Invisible tempdb Killer
Let’s say you are informed that tempdb is getting hammered on a production SQL Server instance (in the “lots of reads and writes” sense, not the “lots of shots of tequila” sense), and it’s disrupting other workloads on the system. You may have found this out through the power of monitoring (tempdb files are growing or full), or your favorite DMV queries, or just from being really smart.
Who, Exactly, Is Active Around Here?
You spring into action to find the offending query, and run EXEC sp_WhoIsActive
but get…nothin’:
Oh, maybe the session is sleeping? You try EXEC sp_WhoIsActive @show_sleeping_spids = 2
but get…more nothin’ (no, you don’t get another screenshot of the same empty resultset).
Is There A Session Though
I mean, something has to be doing this right? You query sys.dm_exec_sessions
:
SELECT
session_id,
login_time,
[program_name],
client_interface_name,
[status],
cpu_time,
memory_usage,
reads,
writes,
logical_reads
FROM sys.dm_exec_sessions
And find this, uh, suspicious session coming from an application called “LargeObjectParamTest”:
…okay, maybe it won’t be this obvious in real life. But bear with me. Also maybe that spoiled the surprise. Anyway.
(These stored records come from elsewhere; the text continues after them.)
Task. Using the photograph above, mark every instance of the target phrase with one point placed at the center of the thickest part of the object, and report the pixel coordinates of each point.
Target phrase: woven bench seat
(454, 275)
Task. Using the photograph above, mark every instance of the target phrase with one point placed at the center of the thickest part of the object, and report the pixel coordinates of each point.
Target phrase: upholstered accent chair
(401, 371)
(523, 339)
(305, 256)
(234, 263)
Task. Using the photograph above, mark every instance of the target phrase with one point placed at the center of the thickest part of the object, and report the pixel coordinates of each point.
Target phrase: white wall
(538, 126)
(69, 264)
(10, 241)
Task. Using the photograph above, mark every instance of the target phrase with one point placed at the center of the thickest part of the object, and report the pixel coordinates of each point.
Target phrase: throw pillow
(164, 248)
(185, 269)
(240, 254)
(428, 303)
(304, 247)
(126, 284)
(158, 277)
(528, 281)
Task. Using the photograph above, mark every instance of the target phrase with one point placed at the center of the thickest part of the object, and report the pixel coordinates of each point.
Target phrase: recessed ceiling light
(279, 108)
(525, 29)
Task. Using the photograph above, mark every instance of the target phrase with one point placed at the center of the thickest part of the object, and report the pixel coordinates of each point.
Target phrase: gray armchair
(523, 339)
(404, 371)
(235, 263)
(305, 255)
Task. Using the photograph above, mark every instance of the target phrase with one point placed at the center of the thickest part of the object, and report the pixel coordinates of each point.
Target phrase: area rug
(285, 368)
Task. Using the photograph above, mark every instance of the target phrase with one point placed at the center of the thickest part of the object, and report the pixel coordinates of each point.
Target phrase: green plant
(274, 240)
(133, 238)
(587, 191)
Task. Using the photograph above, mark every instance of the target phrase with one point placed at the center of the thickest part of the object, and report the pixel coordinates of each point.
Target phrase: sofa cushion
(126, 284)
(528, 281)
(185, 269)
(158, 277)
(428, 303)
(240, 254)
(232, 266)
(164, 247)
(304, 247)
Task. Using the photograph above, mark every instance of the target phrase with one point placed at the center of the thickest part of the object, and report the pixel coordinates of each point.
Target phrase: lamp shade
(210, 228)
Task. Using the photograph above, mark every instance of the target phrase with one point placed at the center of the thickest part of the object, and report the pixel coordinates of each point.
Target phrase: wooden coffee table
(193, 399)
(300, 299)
It seems weird that this user (non-system) session is in the “running” state but not showing up in the sp_WhoIsActive
results. Since you know tempdb is involved, you go to check out this DMV you may or may not have just heard of today:
SELECT *
FROM sys.dm_db_task_space_usage tsu
WHERE tsu.session_id = 53;
And here you see that this session is allocating “internal” objects in the tempdb database:
So far it’s allocated 69,816 pages (that’s around 545 MB). If you keep refreshing that query it eventually caps out at 133,824 pages (a little over 1 GB):
Magically Active
The moment those tempdb allocations stop piling up, a query for this session finally shows up in sp_WhoIsActive
:
Of interest is that the tempdb usage starts at 133,824 even though the query has just shown up in the results (in fact, that DMV is one of the places sp_WhoIsActive
pulls tempdb allocation information from).
The query text reads:
INSERT INTO dbo.BigColumn (ForU) VALUES (@forU)
Taking a look at that table definition, the ForU
column is a nvarchar(max)
data type.
The application
Here’s the code that caused this unfortunate situation:
var oneGigString = new string('a', 536870912);
using var connection = new SqlConnection(
@"Data Source=.\SQL2017;Database=LargeObjectTest;Integrated Security=SSPI;Application Name=LargeObjectParamTest");
using var command = new SqlCommand(
"INSERT INTO dbo.BigColumn (ForU) VALUES (@forU)", connection);
var forU = command.Parameters.Add("@forU", SqlDbType.NVarChar, int.MaxValue);
forU.Value = oneGigString;
connection.Open();
command.ExecuteNonQuery();
connection.Close();
The code creates a unicode string of half a billion “a”s, then inserts that into the nvarchar(max)
column. At two bytes per character for the nvarchar
data type, this results in needing 1 GB of storage.
Because this is being passed as a parameter, SQL Server will use tempdb to temporarily store the data, per the documentation of the above mentioned DMV (emphasis is mine):
Internal objects are only in tempdb. The following objects are included in the internal object page counters:
- Work tables for cursor or spool operations and temporary large object (LOB) storage
- Work files for operations such as a hash join
- Sort runs
Before the insert query ever starts running, but after the connection (session) is established, the SQL Server driver for .NET streams the large object parameter value up to the tempdb database of the SQL Server instance.
In Real Life
Hopefully no one is doing…exactly this? But if you’re doing something more realistic with LOB data in SQL Server (JSON, XML, file uploads, arbitrary large text like blog posts, etc), then it helps to be aware of the way this works, and where / how you can see those tempdb allocations happening.
By the way, I should clarify that this isn’t a criticism of sp_WhoIsActive
. I love that procedure and use it all the time. For all I know there’s a really good reason not to show results like this (for instance, there’s no actual query running during the period where the LOB parameter is being uploaded to tempdb).